Um acht Uhr beendete Taha seine Arbeit, zog seine Jacke an, steckte die kalten Hände darunter und ging nach Hause. Der Lift war defekt. Der Türhüter hatte dies auch schon auf einem Zettel vermerkt: »Aufzoch kapuht.« Also stieg Taha zu Fuss hoch, über einen kleinen Treppenabsatz, der, obwohl heller Tag war, im Dunkeln lag. Die Fensterscheibe im Treppenhaus war schon lange zerbrochen und durch ein dünnes Holzbrett ersetzt worden, das das Licht abhielt und so den Tag in Nacht verwandelte. Wäre nicht ein kleines Loch in dem Brett gewesen, durch das ein Sonnenstrahl auf den Boden fiel, hätte der Türhüter die Treppenhauslampe auch tagsüber anschalten müssen. Taha betastete die Schlüssel in seinem Bund, um herauszufinden, welcher der für die Wohnung war. Schliesslich fand er ihn und steckte ihn ins Schlüsselloch.

»Papa!«

Keine Antwort. Er warf seine Jacke auf einen Stuhl und schloss die Tür hinter sich mit dem Fuss.

»Papa?«

In der Wohnung herrschte die gleiche Atmosphäre wie draussen. Seit die Hausherrin nicht mehr hier lebte, hatten sich ganze Staubdünen auf den Vorhängen abgesetzt und sie braun verfärbt, so dass sie die Sonne abhielten wie eine Stahlbetonmauer. Sein Vater wollte die Räume Tag und Nacht so dunkel haben. Er wehrte sich sogar dagegen, dass man lüftete, während er sich dort aufhielt. Wollte Taha saubermachen, wich Hussain in ein anderes Zimmer aus und kam erst zurück, wenn die Vorhänge wieder zugezogen waren. Das Fenster öffnete er nur nach Sonnenuntergang.

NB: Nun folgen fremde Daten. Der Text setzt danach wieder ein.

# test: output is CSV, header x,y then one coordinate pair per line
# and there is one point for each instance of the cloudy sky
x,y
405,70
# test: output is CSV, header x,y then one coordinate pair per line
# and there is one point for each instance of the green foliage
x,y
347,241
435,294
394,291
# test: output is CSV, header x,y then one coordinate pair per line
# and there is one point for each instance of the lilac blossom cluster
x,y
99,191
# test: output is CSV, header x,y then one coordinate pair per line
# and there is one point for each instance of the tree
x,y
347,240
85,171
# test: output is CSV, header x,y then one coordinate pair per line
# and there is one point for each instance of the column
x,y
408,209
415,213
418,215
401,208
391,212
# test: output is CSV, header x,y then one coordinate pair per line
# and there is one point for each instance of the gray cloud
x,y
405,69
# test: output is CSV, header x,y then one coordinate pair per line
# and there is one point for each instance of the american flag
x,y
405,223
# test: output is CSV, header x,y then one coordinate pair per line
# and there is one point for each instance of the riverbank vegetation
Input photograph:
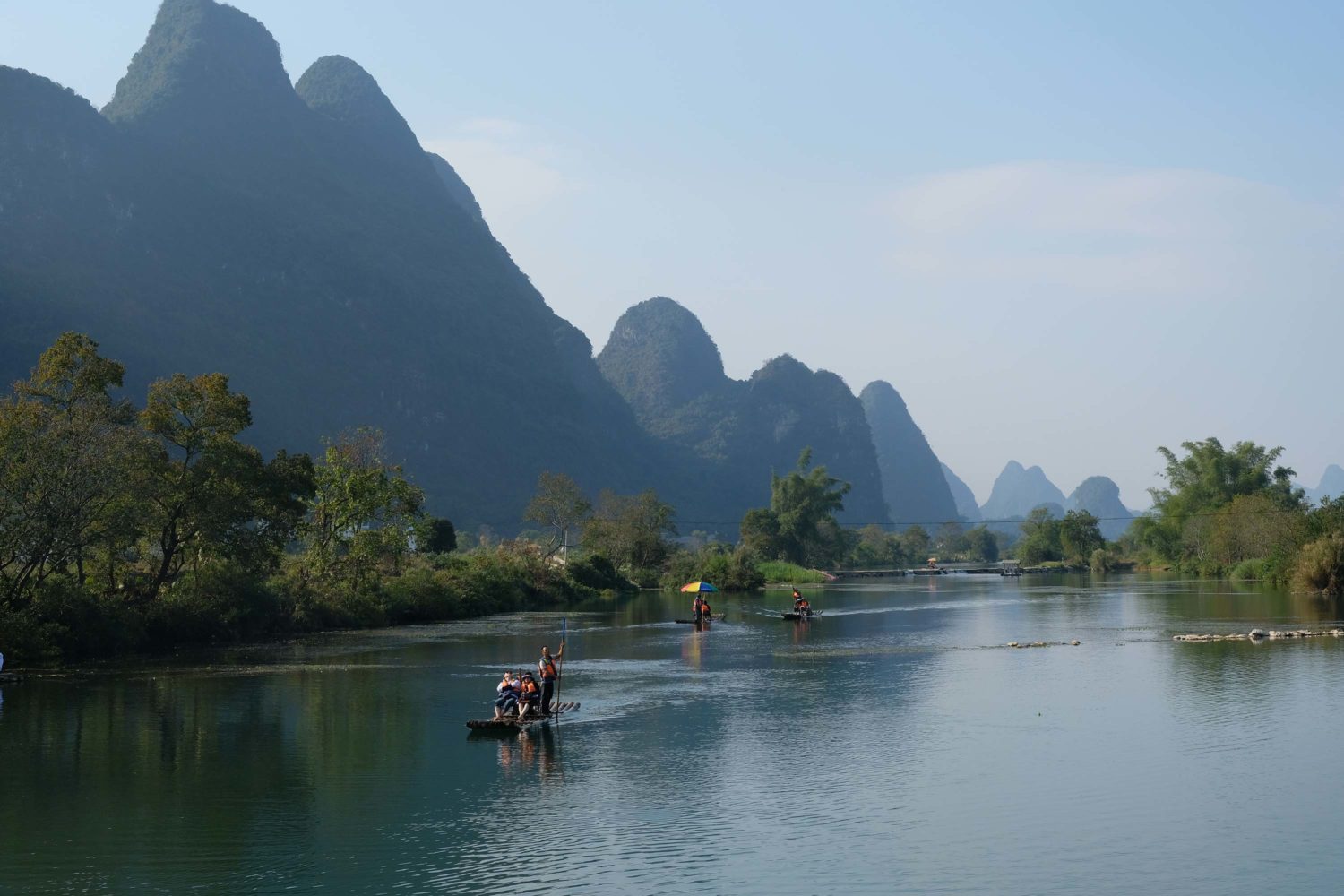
x,y
132,530
1234,512
144,528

Bevor er zum Zimmer seines Vaters ging, zog Taha die Schuhe aus. »Was ist denn los, mein Lieber, schläfst du etwa?«

Er bekam keine Antwort. Als er in das Zimmer trat, erkannte er plötzlich die Räder des Rollstuhls. Sie standen nicht auf dem Boden, sondern ragten nach links in die Luft. Daneben war der Fuss seines Vaters. Das war das Letzte, was Taha sah – bevor es mit einem Mal still und dunkel um ihn wurde. Jemand, der schon seit Stunden dort gehockt und auf ihn gewartet hatte, hatte ihm einen Schlag auf den Hinterkopf versetzt.